Le telefonate commerciali insistenti e talvolta ingannevoli rappresentano un problema diffuso per molti consumatori. Per rispondere a questa criticità, l’Autorità Garante della Concorrenza e del Mercato (AGCM) e l’Autorità di Regolazione per Energia Reti e Ambiente (ARERA) hanno rilanciato la campagna di comunicazione “Difenditi così”. L’obiettivo è fornire ai cittadini strumenti informativi chiari e pratici per riconoscere e contrastare le pratiche di teleselling aggressivo, specialmente nel settore delle forniture di energia e gas.
Perché una campagna contro il teleselling aggressivo
L’aumento delle chiamate commerciali da parte dei call center è un fenomeno legato anche a importanti cambiamenti di mercato, come la progressiva fine del servizio di maggior tutela per l’energia elettrica e il gas. Questo scenario ha intensificato la pressione commerciale sui consumatori, portando a un incremento delle segnalazioni relative a pratiche scorrette. Le lamentele raccolte dalle associazioni dei consumatori e dalle stesse Autorità descrivono un quadro variegato di abusi.
Tra i comportamenti più segnalati figurano:
- Telefonate insistenti: chiamate ripetute a ogni ora del giorno, anche dopo aver espresso disinteresse.
- Offerte incomplete o false: presentazione di tariffe e condizioni in modo parziale, omettendo costi nascosti o fornendo informazioni non veritiere per indurre alla sottoscrizione.
- Registrazioni non esplicite: avvio di registrazioni vocali valide ai fini contrattuali senza un consenso chiaro e informato da parte del consumatore.
- Falsi operatori: call center che si presentano falsamente a nome delle Autorità (AGCM o ARERA) o di altri enti istituzionali per carpire la fiducia del cliente. È fondamentale ricordare che né AGCM né ARERA contattano mai direttamente i cittadini per proporre offerte commerciali.
Gli strumenti della campagna “Difenditi così”
La campagna “Difenditi così” si rivolge a tutti i cittadini adulti, ovvero coloro che hanno la facoltà di sottoscrivere contratti, e utilizza diversi canali per raggiungere un pubblico ampio. La diffusione avviene tramite spot televisivi e radiofonici trasmessi sugli spazi della RAI, oltre che attraverso i canali web e social ufficiali delle due Autorità promotrici. L’iniziativa mira a creare una maggiore consapevolezza sui diritti dei consumatori, offrendo consigli pratici per gestire le telefonate commerciali in modo sicuro e informato. Il messaggio centrale è che un consumatore consapevole è un consumatore più protetto.

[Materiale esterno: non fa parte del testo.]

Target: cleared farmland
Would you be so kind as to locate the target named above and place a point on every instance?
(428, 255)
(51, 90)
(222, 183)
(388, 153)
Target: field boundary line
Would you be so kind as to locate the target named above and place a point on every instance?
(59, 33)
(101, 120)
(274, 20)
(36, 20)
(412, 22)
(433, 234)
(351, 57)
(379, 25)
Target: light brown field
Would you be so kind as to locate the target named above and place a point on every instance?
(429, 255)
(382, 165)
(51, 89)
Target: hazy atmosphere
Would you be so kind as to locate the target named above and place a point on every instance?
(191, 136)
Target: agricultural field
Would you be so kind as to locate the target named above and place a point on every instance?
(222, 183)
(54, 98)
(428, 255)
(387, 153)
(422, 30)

Come difendersi: diritti e consigli pratici
Conoscere i propri diritti è il primo passo per difendersi efficacemente dal teleselling aggressivo. Quando si riceve una telefonata commerciale, è importante mantenere la calma e seguire alcune semplici regole per evitare brutte sorprese.
Ecco alcuni consigli utili:
- Non avere fretta: Non sentirsi mai obbligati a prendere una decisione immediata. È un proprio diritto chiedere tempo per valutare l’offerta, richiedendo l’invio di tutta la documentazione contrattuale via email.
- Verificare l’identità dell’operatore: Chiedere sempre all’interlocutore di identificarsi chiaramente, specificando il nome della società per cui chiama e il proprio codice identificativo.
- Non fornire dati personali sensibili: Non comunicare mai dati personali, codici delle utenze (come il POD per la luce e il PDR per il gas), dati bancari o informazioni della carta di credito se non si è assolutamente certi della serietà dell’offerta e dell’identità dell’operatore.
- Ricordare il diritto di ripensamento: Per tutti i contratti conclusi telefonicamente, per legge è previsto un periodo di 14 giorni per esercitare il diritto di ripensamento, senza penali e senza dover fornire alcuna motivazione.
- Attenzione alle registrazioni vocali: Un semplice “sì” pronunciato durante una registrazione può essere utilizzato per attivare un contratto. È essenziale prestare la massima attenzione alle domande poste e rispondere in modo chiaro, affermando di non voler concludere alcun contratto telefonicamente se non si è convinti.
Cosa fare in caso di contratto non richiesto
Se ci si accorge di aver sottoscritto un contratto senza volerlo o sulla base di informazioni ingannevoli, è fondamentale agire tempestivamente. Il primo passo è inviare una comunicazione scritta, preferibilmente tramite raccomandata con avviso di ricevimento o posta elettronica certificata (PEC), alla società fornitrice per esercitare il diritto di ripensamento entro i 14 giorni previsti. Se il termine è già trascorso, è comunque possibile contestare la validità del contratto per vizio del consenso. È inoltre possibile inviare una segnalazione all’Autorità Garante della Concorrenza e del Mercato (AGCM) per denunciare la pratica commerciale scorretta.